One of the great things about having a QFlicks
subscription is that it gives me the chance to catch up with all those films I've intended to watch at some point but never got round to. Today, I finally got to see Paul Verhoeven's version of Starship Troopers
. Actually, I watched it twice - one time for the regular version and then again with the commentary from Verhoeven and writer Ed Neumeier. The commentary is one of the best I've heard on a DVD - a lot of the time Verhoeven and Neumeier forget the film entirely and start discussing politics, the editorial policy of the Washington Post
and Chomsky, among other subjects.
If you don't know the full background, a little enlightenment. Starship Troopers
was originally a novel by Roberth Heinlein published in 1959 and to quote Nick Lowe's Interzone
review (from issue 129, sadly not available online that I can see) it 'was the signal that first alerted the world to the disquieting possibility that the most influential figure in sf was completely off his trolley.' It would have been easy, as Lowe suggests, for Neumeier and Verhoeven to do what happens in most sf adaptations (and as Verhoeven had done before in turning Dick's We Can Remember It For You Wholesale
into Total Recall
) and throw out all but the bare man vs bugs themes of the novel and turn it into a generic sf movie.
Instead, they took the far riskier course of confronting the source material head on, keeping the whole structure of Heinlein's militaristic libertarian future and then running with it right through to the end, no matter how strange it gets. In what's perhaps their bravest move, they don't really tip the wink to the viewer that the central message of the film is 'war makes fascists of all of us' (though the Federal Network broadcasts are a bit of a hint) until about twenty minutes before the end when Neil Patrick Harris (aka Doogie Howser MD
) arrives on board ship wearing what's basically a Gestapo uniform. It's Verhoeven's way of reminding you that propaganda's very good at making you cheer for the 'good guys', whoever they may be. It's worth remembering that, as a child, Verhoeven experienced the Nazi occupation of the Netherlands and, as he discusses in his commentary, being bombed by the Allies during the liberation.
It reminded me of something I read in a discussion a couple of years ago, about comparisons between Star Trek
and Blake's Seven
- they complement each other very well when you see Trek
as a product of the Federation's propaganda section and Blake
as samizdat from the resistance.
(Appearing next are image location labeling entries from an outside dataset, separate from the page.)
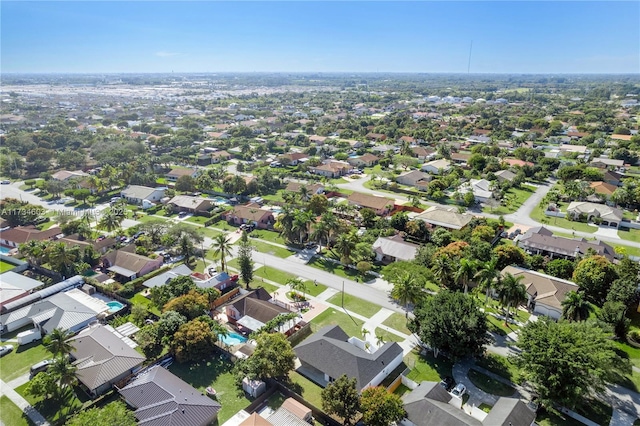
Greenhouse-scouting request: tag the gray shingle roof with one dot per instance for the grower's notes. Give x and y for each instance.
(329, 351)
(101, 356)
(163, 399)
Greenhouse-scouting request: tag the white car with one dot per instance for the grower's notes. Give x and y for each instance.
(459, 390)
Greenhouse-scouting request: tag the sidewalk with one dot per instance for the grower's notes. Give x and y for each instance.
(22, 403)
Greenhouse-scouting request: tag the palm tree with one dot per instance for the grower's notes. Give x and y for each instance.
(511, 292)
(222, 248)
(57, 342)
(487, 275)
(575, 307)
(407, 290)
(442, 269)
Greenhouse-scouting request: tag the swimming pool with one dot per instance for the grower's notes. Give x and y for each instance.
(233, 339)
(114, 306)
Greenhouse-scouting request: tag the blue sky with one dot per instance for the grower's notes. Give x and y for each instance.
(298, 36)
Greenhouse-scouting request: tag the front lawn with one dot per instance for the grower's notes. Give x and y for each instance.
(397, 322)
(56, 409)
(355, 304)
(339, 269)
(20, 360)
(11, 414)
(217, 373)
(490, 385)
(427, 367)
(351, 326)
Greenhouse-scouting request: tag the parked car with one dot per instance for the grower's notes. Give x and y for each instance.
(40, 367)
(459, 390)
(5, 349)
(448, 383)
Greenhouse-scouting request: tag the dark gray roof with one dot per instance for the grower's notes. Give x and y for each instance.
(163, 399)
(428, 405)
(509, 412)
(329, 351)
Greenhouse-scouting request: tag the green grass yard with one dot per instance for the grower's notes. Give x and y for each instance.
(351, 326)
(20, 360)
(11, 414)
(397, 322)
(217, 373)
(355, 304)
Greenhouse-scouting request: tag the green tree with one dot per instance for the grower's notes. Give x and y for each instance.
(380, 408)
(221, 249)
(451, 322)
(245, 259)
(341, 398)
(575, 307)
(194, 341)
(113, 414)
(57, 342)
(594, 275)
(567, 361)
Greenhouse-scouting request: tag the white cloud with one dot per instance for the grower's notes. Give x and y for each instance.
(164, 54)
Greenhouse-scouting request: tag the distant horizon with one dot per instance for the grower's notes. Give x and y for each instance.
(377, 37)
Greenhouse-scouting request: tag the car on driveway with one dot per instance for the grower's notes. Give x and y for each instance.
(448, 383)
(5, 349)
(459, 390)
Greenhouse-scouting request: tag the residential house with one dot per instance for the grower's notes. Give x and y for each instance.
(446, 217)
(70, 310)
(430, 404)
(220, 156)
(100, 246)
(254, 309)
(250, 214)
(376, 137)
(392, 249)
(293, 158)
(129, 265)
(603, 188)
(545, 293)
(414, 178)
(365, 160)
(187, 203)
(103, 358)
(436, 166)
(610, 216)
(331, 168)
(541, 240)
(606, 163)
(381, 205)
(177, 173)
(480, 189)
(64, 175)
(505, 176)
(329, 353)
(160, 398)
(140, 195)
(21, 234)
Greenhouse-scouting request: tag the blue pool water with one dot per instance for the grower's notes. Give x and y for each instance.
(233, 339)
(114, 306)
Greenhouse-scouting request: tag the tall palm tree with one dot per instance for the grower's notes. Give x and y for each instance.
(57, 343)
(222, 248)
(465, 273)
(575, 307)
(407, 290)
(511, 292)
(487, 276)
(442, 269)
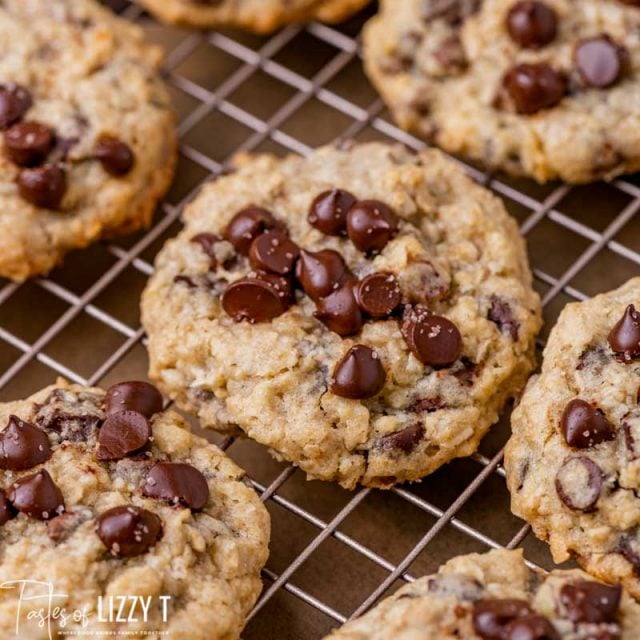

To quote Lowe again: 'peel away the transhumanist slogans (of Star Trek
) and you'll find the same slyly-sexualized Riefenstahlian fetish for uniforms, authority, and good old service discipline.'
Verhoeven makes a sly point with the casting as well, making use of actors who are Hollywood-'young', but clearly much older than the 18 year olds they're supposed to be, all looking recruiting poster-perfect as they're steadily groomed into accepting their place in the line for the meat grinder. But he also uses Clancy Brown and Michael Ironside, two actors who were born to appear in a film based on Heinlein. As Lowe says of the latter:
And not only is a crazed Heinlein mouthpiece the character Ironside was put on this earth to play, but he gets to do it under the director who understands better than anyone else why Ironside is a star in a firmament all to himself, and with dialogue by the one writer in Hollywood who understands why this stuff is so funny and scary to need sending for Ironside in the first place. Just to hear this man deliver the line "They sucked his brains out!" is worth sneaking in through the fire doors to see again.
Verhoeven understood that the only way to make this film was with an entirely straight face while putting tongue firmly in cheek. (Coincidentally, Con Air
, the only other recent Hollywood movie to try this style that I can think of tips a wink to the audience - "Nobody moves or the bunny gets it." - at almost exactly the same point in the movie) As Michael Brooke wrote
: 'Starship Troopers
is one of the great anti-American political satires of recent years' (see The Voice Of The Turtle
for more) and it really is worth watching if you haven't seen it before - and watching with the commentary if you have.